W bazie na stałe będzie tylko kilku wojskowych. Jednak co najmniej cztery razy w roku do Polski będzie przyjeżdżać ponad dwustu Amerykanów. To da szansę na zarobek mieszkańcom okolic baz lotniczych, którzy świadczą usługi hotelowe. Okazuje się bowiem, że Amerykanie nie będą mieszkać w koszarach jednostek, w których mają być organizowane wspólne ćwiczenia, ale poza bazami. Podczas kilku zmian w roku będą tam przebywać co najmniej po dwa tygodnie - mówił naszemu reporterowi Krzysztofowi Zasadzie podpułkownik Artur Goławski, rzecznik Sił Powietrznych. Amerykanie mają korzystać z hoteli i ośrodków niekoniecznie wokół Łasku, ale także wokół Krzesin i Powidza, bo tam te komponenty lotnicze będą się pojawiały raz na kwartał - dodał.

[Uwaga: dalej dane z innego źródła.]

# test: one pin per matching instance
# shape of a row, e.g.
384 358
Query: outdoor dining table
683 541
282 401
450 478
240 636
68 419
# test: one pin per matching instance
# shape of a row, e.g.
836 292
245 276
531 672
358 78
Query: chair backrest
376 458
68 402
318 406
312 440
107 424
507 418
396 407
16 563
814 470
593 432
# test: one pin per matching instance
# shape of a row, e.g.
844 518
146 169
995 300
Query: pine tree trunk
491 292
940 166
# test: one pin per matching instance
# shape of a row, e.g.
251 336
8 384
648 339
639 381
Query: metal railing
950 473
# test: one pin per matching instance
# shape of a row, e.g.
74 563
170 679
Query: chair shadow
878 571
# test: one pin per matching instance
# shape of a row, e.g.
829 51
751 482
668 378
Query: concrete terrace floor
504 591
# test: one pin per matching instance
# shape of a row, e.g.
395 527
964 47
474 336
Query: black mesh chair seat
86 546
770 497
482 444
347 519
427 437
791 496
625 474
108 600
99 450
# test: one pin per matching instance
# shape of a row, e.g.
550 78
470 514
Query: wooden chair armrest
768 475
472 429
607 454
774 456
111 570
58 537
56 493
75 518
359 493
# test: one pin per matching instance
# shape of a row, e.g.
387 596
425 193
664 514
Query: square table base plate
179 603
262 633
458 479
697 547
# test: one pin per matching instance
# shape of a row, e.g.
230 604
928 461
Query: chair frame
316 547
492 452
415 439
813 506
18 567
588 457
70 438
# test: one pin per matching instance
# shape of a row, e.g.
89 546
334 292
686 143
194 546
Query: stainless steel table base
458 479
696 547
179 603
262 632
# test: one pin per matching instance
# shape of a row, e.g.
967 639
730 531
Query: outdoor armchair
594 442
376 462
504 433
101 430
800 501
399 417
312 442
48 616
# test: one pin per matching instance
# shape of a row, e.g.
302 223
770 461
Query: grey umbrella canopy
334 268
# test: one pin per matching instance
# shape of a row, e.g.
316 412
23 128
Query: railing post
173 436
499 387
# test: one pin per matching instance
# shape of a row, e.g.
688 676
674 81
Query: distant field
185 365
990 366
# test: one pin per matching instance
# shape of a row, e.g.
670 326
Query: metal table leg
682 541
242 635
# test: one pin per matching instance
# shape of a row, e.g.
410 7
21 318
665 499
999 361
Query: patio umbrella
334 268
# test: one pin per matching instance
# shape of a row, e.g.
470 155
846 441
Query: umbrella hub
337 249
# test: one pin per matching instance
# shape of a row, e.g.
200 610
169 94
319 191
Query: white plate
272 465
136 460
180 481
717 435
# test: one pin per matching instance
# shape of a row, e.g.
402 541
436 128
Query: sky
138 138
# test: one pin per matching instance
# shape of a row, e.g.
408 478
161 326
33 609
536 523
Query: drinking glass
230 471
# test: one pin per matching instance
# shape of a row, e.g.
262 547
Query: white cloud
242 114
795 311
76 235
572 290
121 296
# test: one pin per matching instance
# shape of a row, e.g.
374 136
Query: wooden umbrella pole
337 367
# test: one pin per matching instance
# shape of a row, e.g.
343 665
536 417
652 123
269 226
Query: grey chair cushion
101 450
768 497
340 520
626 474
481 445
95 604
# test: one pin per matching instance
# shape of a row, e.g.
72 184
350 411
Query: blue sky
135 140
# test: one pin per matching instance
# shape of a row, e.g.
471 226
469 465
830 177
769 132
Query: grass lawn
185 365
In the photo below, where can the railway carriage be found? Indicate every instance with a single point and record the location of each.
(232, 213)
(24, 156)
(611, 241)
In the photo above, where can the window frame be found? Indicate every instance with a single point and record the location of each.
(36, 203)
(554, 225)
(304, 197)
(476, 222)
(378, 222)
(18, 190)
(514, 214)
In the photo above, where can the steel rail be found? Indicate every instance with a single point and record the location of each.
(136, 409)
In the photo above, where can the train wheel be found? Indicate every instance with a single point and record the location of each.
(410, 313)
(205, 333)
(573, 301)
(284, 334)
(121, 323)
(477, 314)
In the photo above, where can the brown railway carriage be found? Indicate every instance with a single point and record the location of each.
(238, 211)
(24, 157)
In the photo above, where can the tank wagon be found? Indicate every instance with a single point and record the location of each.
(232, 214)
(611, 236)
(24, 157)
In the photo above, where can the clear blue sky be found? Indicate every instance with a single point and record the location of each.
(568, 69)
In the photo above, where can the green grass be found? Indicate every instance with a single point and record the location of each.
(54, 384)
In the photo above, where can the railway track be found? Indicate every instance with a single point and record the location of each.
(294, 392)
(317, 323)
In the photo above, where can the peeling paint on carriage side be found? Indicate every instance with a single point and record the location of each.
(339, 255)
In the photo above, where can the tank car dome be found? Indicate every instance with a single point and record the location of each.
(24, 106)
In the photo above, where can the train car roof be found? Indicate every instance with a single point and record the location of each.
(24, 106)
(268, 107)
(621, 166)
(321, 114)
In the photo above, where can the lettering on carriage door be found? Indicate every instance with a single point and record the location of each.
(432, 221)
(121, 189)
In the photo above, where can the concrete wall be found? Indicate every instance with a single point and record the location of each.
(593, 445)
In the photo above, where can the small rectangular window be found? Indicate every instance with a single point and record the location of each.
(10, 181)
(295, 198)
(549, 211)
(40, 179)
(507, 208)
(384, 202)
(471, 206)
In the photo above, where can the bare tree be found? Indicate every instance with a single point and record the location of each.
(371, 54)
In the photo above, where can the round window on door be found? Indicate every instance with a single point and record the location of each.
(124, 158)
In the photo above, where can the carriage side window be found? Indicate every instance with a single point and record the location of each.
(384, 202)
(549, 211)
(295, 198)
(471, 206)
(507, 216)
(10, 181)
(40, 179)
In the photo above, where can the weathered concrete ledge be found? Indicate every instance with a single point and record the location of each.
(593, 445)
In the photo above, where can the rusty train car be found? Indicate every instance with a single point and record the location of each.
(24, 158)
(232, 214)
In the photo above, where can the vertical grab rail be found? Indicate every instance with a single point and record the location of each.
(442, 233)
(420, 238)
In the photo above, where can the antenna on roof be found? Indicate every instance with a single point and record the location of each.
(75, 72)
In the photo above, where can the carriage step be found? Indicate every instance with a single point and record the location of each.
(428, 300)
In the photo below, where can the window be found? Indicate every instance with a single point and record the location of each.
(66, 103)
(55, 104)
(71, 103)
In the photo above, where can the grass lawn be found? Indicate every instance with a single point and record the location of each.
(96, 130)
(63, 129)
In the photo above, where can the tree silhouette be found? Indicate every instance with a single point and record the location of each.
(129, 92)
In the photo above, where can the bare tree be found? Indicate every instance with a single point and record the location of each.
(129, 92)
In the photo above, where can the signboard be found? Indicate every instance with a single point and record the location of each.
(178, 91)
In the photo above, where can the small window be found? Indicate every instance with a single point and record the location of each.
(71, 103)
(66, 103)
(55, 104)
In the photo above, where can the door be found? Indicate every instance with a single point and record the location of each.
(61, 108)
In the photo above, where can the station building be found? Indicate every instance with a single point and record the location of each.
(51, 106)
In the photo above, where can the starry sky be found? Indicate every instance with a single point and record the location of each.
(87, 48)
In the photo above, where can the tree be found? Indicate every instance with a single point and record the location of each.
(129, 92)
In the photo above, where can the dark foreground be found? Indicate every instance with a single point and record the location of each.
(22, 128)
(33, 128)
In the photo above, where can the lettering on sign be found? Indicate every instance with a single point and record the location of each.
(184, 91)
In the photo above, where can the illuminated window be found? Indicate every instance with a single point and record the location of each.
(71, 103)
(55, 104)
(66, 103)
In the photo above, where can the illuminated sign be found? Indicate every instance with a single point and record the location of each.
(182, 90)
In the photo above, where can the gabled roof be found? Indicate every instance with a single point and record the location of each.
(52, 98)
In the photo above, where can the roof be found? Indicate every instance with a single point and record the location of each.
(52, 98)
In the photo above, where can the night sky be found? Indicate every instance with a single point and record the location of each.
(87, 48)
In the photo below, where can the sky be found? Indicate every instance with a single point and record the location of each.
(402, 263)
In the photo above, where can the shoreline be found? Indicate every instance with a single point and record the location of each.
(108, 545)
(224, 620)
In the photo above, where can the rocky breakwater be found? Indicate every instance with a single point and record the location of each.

Otwarcie amerykańskiej jednostki pozwoli też na oszczędności w polskim wojsku. Nie będzie już trzeba wysyłać pilotów na zagraniczne szkolenia. Mając sojuszników z USA na miejscu, oświadczenie będą mogli zdobywać w kraju.

Siły Powietrzne liczą też na to, że amerykańska baza przyciągnie do polski żołnierzy z sąsiednich krajów, którzy będą chcieli się szkolić pod okiem specjalistów zza Oceanu.